Illustration of a book

The future of the novel: is it a dying form?

Despite what it may seem, the novel is a fairly recent form of literature. Indeed, the first novels, among Defoe’s Robinson Crusoe and Walter Scott’s historical fiction, emerged as a distinct form most prominently around the early 18th century. With the mechanisation of the printing press, novels quickly became the face of literature and could effectively access readers from all classes. Ever since, they have become an intrinsic part of, not only the cultural and social, but the human fabric, as they continue to cater to our intrinsic and ancestral need for storytelling.

With the rise of next-level technology – notably the all-consuming web of social media and, now, AI – the novel has assuredly metamorphosed and, with it, this very fabric of fables. But is it merely a question of change, or of extinction?

Within minutes of scrolling through “BookTok” it often feels easy to agree with the latter. You start to recognise the same copy-and-paste piles of books, stories, and characters, monthly reading counts that uncannily flash in the hundreds, and everything seems to churn around that great, big engine of the steamy, forbidden, college romance (TM). The novel, once a thing charged with versatility, scope, and grip, now seems to have boiled down into a prototype that only reflects, rather than converses with, itself. Six million years into human existence, the novelist admittedly can no longer conjure entirely original and monolithic narratives and experiences.

Yet, the duty of storytelling doesn’t lie in uniqueness, but in authenticity, and that, perhaps, with beeps and whistles, is ebbing away into and within the cogs of capitalism. Far from adopting a nostalgist or highbrow take, the culprit – if there is to be one – is not the cheesy storyline that follows lovers through the trials and tribulations of life, which has comforted readers for millennia. It is the near-artificial recreation and exploitation of it which toes the line between comfort and conditioning.
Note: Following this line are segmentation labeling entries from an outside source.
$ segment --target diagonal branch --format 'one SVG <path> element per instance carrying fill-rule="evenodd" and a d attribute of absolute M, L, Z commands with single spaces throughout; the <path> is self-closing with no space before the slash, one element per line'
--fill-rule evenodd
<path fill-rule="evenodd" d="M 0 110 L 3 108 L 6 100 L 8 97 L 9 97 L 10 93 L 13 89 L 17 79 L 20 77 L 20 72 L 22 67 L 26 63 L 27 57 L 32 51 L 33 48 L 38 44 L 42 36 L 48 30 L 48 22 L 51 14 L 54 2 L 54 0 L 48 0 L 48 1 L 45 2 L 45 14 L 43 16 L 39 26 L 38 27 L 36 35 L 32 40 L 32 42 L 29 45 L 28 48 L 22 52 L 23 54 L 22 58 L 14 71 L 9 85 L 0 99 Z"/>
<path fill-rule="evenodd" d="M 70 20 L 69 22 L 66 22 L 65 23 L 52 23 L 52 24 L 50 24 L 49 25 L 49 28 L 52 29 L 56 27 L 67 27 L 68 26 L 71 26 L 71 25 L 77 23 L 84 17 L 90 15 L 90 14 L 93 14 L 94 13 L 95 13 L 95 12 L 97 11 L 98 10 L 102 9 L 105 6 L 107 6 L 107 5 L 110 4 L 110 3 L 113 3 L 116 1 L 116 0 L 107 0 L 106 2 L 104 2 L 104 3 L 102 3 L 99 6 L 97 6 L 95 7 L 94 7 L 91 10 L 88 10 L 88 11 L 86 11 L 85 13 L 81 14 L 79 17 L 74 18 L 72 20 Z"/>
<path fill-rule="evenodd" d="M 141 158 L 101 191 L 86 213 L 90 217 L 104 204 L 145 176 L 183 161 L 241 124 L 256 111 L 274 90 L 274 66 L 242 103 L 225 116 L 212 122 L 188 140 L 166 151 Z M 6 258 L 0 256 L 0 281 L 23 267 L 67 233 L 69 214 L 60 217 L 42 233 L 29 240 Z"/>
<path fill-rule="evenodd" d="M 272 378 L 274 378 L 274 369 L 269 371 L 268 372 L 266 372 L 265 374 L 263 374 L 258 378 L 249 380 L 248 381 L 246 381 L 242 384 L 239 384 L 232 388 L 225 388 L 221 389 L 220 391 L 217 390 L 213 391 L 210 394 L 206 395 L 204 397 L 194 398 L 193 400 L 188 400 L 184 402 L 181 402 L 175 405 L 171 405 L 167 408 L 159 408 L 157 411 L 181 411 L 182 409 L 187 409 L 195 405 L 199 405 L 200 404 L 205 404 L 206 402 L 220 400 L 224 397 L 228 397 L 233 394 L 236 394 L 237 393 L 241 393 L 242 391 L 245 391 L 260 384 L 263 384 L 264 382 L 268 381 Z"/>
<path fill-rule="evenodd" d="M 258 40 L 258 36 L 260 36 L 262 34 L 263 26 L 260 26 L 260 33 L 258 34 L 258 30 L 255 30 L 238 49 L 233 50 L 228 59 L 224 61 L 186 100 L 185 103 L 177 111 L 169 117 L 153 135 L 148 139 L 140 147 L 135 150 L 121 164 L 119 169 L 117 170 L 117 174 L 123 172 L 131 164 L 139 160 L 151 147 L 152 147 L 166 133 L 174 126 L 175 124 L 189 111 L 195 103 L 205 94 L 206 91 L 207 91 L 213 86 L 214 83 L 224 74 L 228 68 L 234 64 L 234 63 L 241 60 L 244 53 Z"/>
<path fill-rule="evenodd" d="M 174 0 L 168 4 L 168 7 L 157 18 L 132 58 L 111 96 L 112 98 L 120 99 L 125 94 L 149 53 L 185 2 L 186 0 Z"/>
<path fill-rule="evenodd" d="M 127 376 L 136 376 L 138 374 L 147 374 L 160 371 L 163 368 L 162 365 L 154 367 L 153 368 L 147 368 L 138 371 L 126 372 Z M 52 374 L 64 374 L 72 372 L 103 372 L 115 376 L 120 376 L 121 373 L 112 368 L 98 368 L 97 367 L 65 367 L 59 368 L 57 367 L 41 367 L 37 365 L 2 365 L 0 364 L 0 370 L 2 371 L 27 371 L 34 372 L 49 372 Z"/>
At the risk of being alarmist, the canon is no longer safe either. Not only do readers smugly admit to using ChatGPT to “modernise” Dostoevsky’s Crime and Punishment – trading a 700+ page study on the seven heads of guilt with a fifty-word paragraph – but they have replaced the act of reading, say, Jane Austen, with the shimmering silhouette of “girl who reads Jane Austen.” If a novel was read, but no one was around to tab every other page and post it to a non-specific pop ballad, did anyone truly read it?

Believe it or not, I have great faith in the future of the novel. While the semi-misanthropic and scandalised stance against the absurdity of TikTok and its corruption of innate, universal pleasures – such as the novel – is certainly a valid and comforting monologue, I appreciate that social media does not offer an accurate sample of real audiences. The indignation for the hypothesised loss of the novel – and any similarly beloved markers of cultural capital – is a narrative as rehearsed and recurring as any other. The wheel of literature, meanwhile, churns on.